Rock gardens are not merely a beautiful setting for many bulbs, but, among ever-increasing numbers of gardeners, a way of life. The North American Rock Garden Society is only one of the gardening groups devoted to the art of rock gardening. As a wider range of plants becomes better known to home gardeners, rock gardens will undoubtedly become more common in the United States.
What is a rock garden? In short, it is a sloping garden with rocks and gritty soil. To some extent it replicates the natural environment of alpine plants—plants from mountainous or rocky terrains. Many have brief but spectacular periods of spring bloom and then become dormant during the hot, dry summer.

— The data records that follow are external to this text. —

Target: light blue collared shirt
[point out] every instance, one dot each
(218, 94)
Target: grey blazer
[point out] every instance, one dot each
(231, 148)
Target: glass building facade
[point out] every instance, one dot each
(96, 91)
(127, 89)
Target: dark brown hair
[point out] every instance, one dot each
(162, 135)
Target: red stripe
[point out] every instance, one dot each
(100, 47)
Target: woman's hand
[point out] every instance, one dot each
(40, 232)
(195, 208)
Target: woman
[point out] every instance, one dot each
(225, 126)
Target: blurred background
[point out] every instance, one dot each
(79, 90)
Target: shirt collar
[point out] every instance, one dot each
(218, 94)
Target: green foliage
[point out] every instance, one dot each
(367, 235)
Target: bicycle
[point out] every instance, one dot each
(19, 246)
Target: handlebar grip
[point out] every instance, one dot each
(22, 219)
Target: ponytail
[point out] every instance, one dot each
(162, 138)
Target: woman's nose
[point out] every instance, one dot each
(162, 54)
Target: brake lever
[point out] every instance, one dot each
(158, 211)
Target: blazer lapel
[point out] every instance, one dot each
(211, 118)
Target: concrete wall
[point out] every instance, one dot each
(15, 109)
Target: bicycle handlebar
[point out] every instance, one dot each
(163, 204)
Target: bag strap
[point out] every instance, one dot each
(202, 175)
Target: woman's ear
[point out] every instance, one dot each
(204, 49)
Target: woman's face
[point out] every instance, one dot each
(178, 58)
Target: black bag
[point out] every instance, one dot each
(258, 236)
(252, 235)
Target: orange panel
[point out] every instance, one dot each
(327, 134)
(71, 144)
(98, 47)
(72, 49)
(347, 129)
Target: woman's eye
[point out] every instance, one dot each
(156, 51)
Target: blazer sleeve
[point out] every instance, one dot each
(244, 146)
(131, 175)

Climates with a brief growing season followed by a long period of adverse weather foster the evolution of bulbs. Many bulbs thrive in alpine conditions. These can be planted in rock gardens as specimens or, more often, in clumps or drifts. Most rock gardens are situated for maximum sun exposure, although they usually provide some sheltered sites (behind rocks, in crevices, or on north-facing slopes, for example) for plants that require shade. Alpine plants have evolved in environments where compact growth is a survival advantage, and many are small. Some plants, including many bulbs that look and grow best in rock gardens, aren’t alpine in their origins but still thrive in rock gardens because of the quick drainage.
Rock garden soils usually contain generous proportions of sand, grit, and even gravel, together with organic material such as peat moss. In a rock garden, a gravel or grit mulch looks natural, discourages weeds, and keeps crowns and lower leaves of moisture-sensitive alpine plants from rotting. It also keeps blossoms from being splashed with mud.

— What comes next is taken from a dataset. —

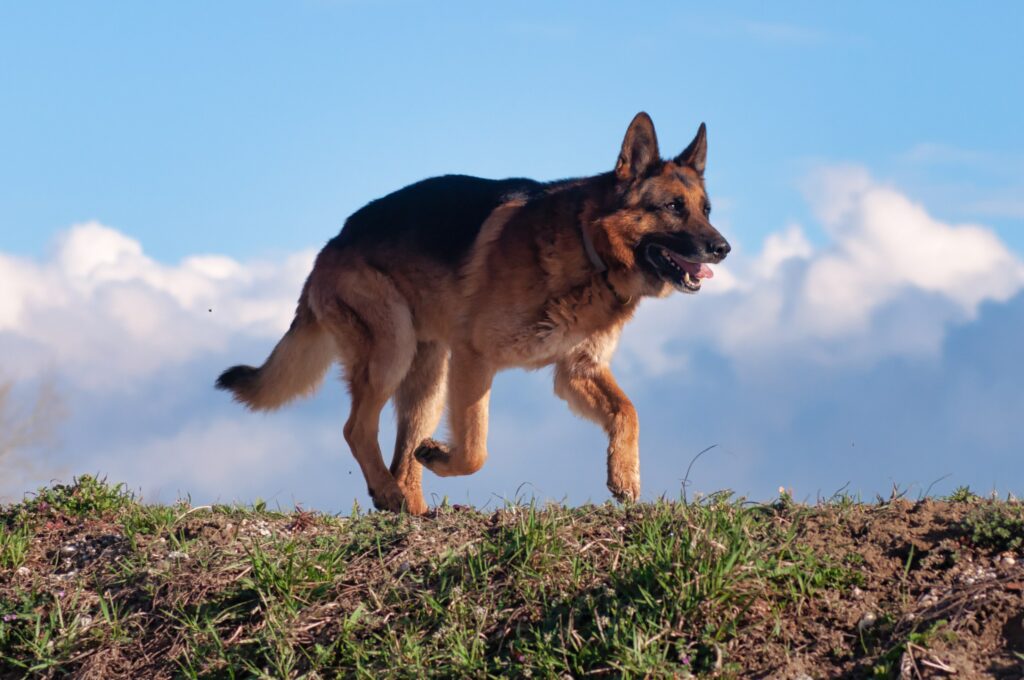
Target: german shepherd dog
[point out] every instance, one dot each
(448, 281)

Rock gardens are usually raised above the natural grade. The elevation of a rock garden not only helps drainage, but also displays the compact plants closer to eye level than flat beds do. For instance, Crocus speciosus viewed close-up reveals exquisite patterns of purple feathering.

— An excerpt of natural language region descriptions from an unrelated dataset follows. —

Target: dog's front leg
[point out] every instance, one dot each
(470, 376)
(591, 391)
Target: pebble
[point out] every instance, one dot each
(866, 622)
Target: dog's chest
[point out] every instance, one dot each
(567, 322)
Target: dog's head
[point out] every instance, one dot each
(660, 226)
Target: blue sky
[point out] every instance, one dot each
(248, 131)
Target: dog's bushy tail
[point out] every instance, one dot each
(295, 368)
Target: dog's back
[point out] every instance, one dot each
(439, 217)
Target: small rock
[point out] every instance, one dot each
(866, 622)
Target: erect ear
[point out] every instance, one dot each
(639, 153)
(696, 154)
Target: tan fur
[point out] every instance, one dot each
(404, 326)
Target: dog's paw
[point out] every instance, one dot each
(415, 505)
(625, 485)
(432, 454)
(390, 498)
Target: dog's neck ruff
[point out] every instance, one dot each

Garden spots that aren’t strictly parts of a rock garden can meet the needs of rock garden plants and display them to great advantage. For example, crocus, grape hyacinth, oxalis, and scilla—nearly any diminutive spring-flowering bulb—are charming growing in cracks around the flagstones.
Pockets of gritty soil between the stones give them the footing they need, and they will like the heat retained by the flagstones. Alpine bulbs also thrive at the sunny base of a rock wall or even in the chinks between the rocks of a dry-laid (unmortared) wall.
All of the miniature, hardy spring- and summer-flowering bulbs, including the small alliums, Greek anemones, most tulip species, and the miniature early bulbs recommended for meadow and woodland gardens are appropriate for rock gardens and other spots that afford them rock-garden conditions.
In the Mediterranean-climate areas of California, rock gardens make cultivation of scores of winter-growing, summer-dry bulbs easy, because drainage is fast, and mild winters and dry summers allow them to stay in the ground the year around. These bulbs include ixias, freesias, geissorhizas, romuleas, calochortuses, brodiaeas, babianas, winter-growing gladiolus, many moraeas, and Bulbinella floribunda.